$\newcommand{\rank}{\operatorname{rank}}$ Can you please check if the following proof is correct?
Let $\phi: G \mapsto H$ be an isomorphism. If $\{g_i\}$ is a generating set of $G$ then $\{\phi(g_i)\}$ is a generating set of $H$. Therefore $\rank(G) = \rank(H)$. Conversely if $\rank(G) = \rank(H)$, then the map $\psi: G\mapsto H$ defined between the respective generators by $\psi(g_i) = h_i$ is an isomorphism.
This proof seems incorrect. Forgive me I'm just a beginner.
Just because two groups have the same rank, that doesn't mean that the corresponding generators have the same order. Specifically, any cyclic group has rank $1$, but they aren't all isomorphic.

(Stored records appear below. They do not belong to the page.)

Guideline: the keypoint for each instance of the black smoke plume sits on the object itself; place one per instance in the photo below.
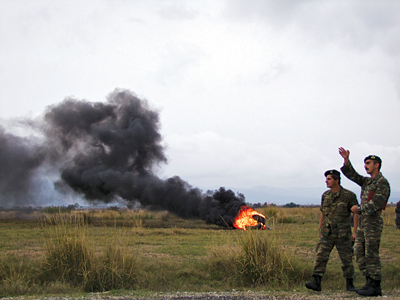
(105, 152)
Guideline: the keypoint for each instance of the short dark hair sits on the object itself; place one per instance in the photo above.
(334, 173)
(376, 159)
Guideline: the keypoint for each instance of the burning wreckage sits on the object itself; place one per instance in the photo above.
(106, 152)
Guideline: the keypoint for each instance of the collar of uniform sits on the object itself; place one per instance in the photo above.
(337, 194)
(377, 177)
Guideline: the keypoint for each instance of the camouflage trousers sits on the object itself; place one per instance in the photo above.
(344, 247)
(366, 249)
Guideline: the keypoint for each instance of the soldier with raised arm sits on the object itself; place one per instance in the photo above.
(375, 192)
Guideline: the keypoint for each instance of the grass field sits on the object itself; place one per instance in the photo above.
(79, 252)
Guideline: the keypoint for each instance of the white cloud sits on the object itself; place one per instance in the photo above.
(249, 92)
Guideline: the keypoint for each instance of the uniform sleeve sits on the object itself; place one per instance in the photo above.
(350, 173)
(353, 200)
(379, 199)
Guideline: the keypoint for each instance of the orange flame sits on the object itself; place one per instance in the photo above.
(245, 218)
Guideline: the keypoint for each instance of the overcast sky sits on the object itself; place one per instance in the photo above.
(250, 93)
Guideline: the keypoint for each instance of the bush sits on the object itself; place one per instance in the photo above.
(70, 259)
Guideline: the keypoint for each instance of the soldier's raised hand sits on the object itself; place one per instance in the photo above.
(345, 154)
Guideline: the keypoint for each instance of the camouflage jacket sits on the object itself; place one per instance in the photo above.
(375, 191)
(336, 208)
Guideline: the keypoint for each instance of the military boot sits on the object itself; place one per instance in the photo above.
(368, 281)
(349, 285)
(315, 284)
(374, 289)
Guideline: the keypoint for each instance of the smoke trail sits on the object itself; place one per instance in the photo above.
(107, 152)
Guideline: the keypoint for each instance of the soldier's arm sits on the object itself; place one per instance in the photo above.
(355, 221)
(354, 203)
(379, 199)
(321, 219)
(350, 173)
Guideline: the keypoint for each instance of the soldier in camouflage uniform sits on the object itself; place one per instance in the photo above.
(375, 192)
(335, 230)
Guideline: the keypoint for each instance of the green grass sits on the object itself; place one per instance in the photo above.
(131, 251)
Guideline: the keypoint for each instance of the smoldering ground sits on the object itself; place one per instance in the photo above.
(103, 152)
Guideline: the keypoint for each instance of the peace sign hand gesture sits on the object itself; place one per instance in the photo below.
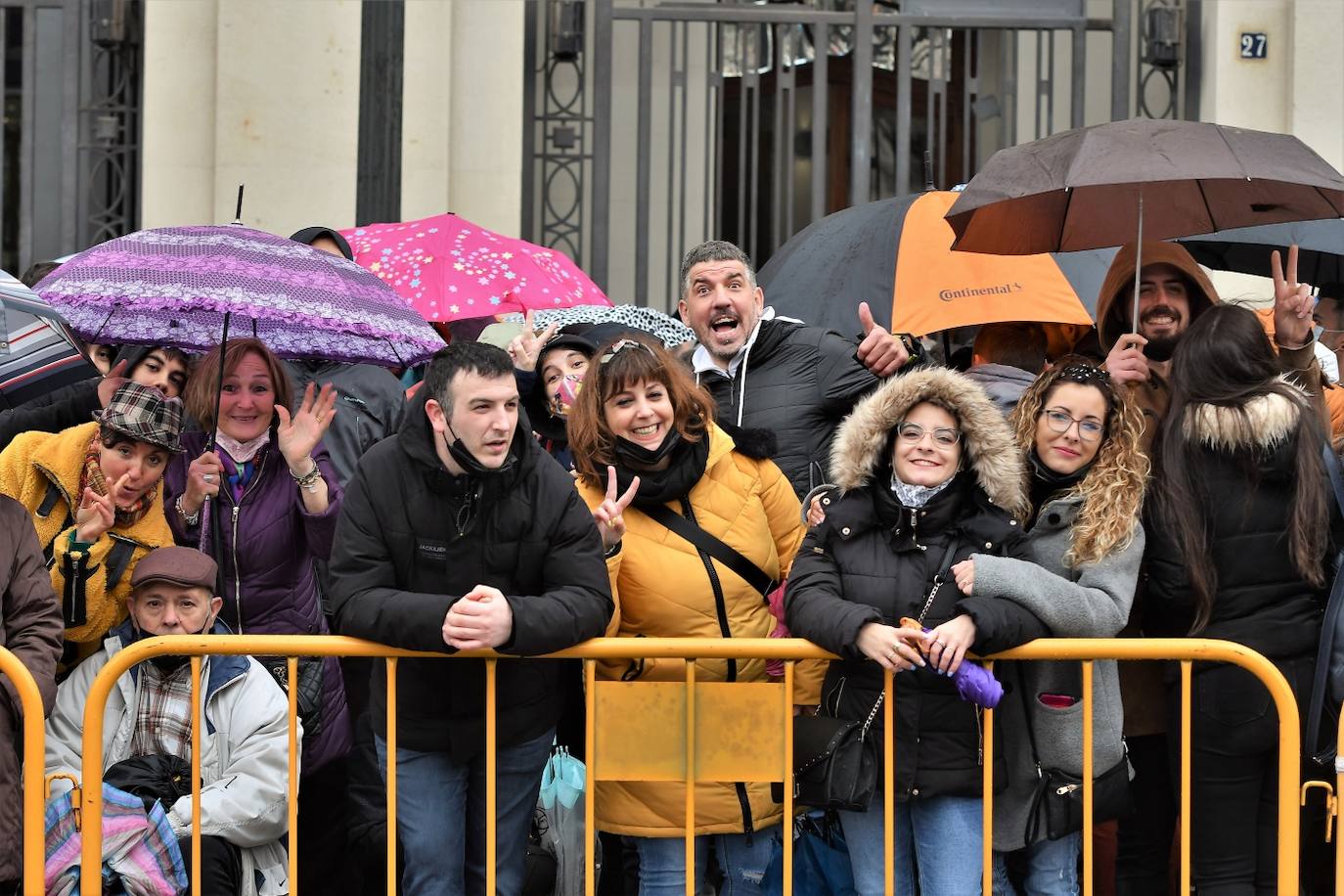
(298, 434)
(1293, 304)
(525, 348)
(607, 515)
(97, 512)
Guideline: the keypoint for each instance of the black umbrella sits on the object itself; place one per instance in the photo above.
(1246, 250)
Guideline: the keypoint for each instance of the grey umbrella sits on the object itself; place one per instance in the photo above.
(1085, 188)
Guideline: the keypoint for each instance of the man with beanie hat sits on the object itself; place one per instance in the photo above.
(245, 741)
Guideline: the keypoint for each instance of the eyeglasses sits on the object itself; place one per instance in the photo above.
(944, 437)
(620, 347)
(1089, 428)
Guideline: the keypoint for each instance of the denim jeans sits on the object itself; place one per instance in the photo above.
(1052, 868)
(663, 863)
(941, 834)
(441, 817)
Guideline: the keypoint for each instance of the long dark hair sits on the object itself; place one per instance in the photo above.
(1225, 360)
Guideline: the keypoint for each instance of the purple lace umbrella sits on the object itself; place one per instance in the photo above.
(176, 285)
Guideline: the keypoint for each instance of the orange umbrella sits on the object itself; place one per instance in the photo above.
(897, 255)
(946, 289)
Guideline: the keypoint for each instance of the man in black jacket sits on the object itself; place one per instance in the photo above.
(773, 374)
(463, 533)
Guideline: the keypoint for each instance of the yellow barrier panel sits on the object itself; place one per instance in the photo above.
(696, 748)
(34, 763)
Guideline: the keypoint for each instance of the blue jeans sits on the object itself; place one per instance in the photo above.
(941, 834)
(663, 863)
(441, 817)
(1052, 868)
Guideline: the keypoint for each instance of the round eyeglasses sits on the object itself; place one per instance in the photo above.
(1089, 427)
(944, 435)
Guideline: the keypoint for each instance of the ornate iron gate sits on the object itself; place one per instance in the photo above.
(70, 147)
(654, 124)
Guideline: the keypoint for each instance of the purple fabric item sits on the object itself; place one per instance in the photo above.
(274, 586)
(172, 287)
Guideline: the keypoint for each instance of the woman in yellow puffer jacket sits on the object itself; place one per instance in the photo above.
(644, 443)
(93, 495)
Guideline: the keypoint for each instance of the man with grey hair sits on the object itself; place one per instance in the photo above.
(773, 374)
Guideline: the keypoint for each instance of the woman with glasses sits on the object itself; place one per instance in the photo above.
(927, 473)
(1081, 438)
(672, 496)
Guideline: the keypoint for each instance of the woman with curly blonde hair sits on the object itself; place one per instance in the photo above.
(1086, 478)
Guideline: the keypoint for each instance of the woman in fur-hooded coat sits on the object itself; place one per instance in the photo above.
(884, 553)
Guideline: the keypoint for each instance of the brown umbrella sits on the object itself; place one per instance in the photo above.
(1085, 188)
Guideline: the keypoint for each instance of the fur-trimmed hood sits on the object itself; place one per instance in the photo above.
(1264, 422)
(988, 443)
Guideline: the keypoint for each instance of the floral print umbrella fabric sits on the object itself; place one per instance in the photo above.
(173, 285)
(449, 269)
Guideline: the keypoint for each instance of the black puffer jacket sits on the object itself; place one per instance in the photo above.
(399, 563)
(1247, 477)
(797, 381)
(875, 560)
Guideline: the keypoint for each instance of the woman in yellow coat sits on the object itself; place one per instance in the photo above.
(93, 495)
(644, 443)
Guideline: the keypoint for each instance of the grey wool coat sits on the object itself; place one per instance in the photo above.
(1089, 602)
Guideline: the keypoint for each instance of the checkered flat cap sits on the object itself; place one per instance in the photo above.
(144, 414)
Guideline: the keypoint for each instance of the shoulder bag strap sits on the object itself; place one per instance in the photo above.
(1325, 648)
(747, 571)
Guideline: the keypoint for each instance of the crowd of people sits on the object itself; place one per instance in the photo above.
(772, 478)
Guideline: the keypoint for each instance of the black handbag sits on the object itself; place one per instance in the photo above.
(1058, 798)
(836, 759)
(309, 698)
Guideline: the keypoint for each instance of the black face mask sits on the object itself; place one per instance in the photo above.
(468, 461)
(637, 454)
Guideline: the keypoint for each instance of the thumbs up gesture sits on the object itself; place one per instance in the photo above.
(879, 351)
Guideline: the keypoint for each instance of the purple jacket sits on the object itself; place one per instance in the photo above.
(272, 589)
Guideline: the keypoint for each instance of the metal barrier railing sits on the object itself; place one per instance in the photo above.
(34, 731)
(701, 709)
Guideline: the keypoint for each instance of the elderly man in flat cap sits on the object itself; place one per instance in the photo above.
(245, 743)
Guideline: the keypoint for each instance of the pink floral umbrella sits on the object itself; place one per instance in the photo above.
(446, 267)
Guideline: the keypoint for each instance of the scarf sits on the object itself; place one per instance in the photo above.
(243, 452)
(685, 469)
(93, 478)
(916, 496)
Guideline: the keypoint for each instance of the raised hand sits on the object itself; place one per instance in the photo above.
(525, 348)
(97, 512)
(607, 515)
(113, 381)
(1293, 304)
(1127, 362)
(298, 434)
(879, 351)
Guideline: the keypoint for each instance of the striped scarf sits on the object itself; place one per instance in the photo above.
(93, 478)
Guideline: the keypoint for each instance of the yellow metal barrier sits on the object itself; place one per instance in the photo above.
(712, 718)
(34, 763)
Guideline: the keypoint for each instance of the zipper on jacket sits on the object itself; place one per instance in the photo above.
(721, 606)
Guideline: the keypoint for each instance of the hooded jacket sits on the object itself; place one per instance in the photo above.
(797, 381)
(42, 471)
(29, 628)
(875, 560)
(408, 550)
(268, 543)
(665, 589)
(244, 752)
(1113, 321)
(1262, 601)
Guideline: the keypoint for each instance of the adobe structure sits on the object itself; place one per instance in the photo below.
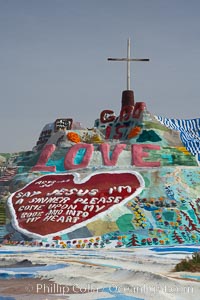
(131, 180)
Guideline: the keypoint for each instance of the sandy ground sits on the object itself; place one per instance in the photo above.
(123, 274)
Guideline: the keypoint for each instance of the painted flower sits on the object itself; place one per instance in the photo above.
(73, 137)
(134, 132)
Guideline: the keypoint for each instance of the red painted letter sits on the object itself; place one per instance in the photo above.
(71, 154)
(105, 149)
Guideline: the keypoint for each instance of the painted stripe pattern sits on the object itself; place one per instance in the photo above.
(189, 132)
(8, 174)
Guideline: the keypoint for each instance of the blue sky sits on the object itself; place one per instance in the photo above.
(53, 61)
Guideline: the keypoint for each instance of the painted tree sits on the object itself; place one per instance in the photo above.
(191, 224)
(133, 241)
(177, 237)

Note that this isn't the only thing that can go wrong either. You can have $|G| = |H|$ and $\operatorname{rank}(G) = \operatorname{rank}(H) = n$ with $G = \langle g_1, g_2, \ldots, g_n\rangle$ and $H = \langle h_1, h_2, \ldots, h_n\rangle$ with the order of $g_i$ equal to the order of $h_i$ for all $i$, and still have $G$ and $H$ non-isomorphic. For instance, take the two groups $$ \Bbb Z_4\times \Bbb Z_2 \text{ versus } D_4 $$ (where $D_4$ is the dihedral group acting on $4$ elements; the symmetry group of a square). They both have $8$ elements, they both have rank $2$, and they both have a generating set with one order-$4$ element and one order-$2$ element. Yet one is abelian and the other isn't, so they aren't isomorphic.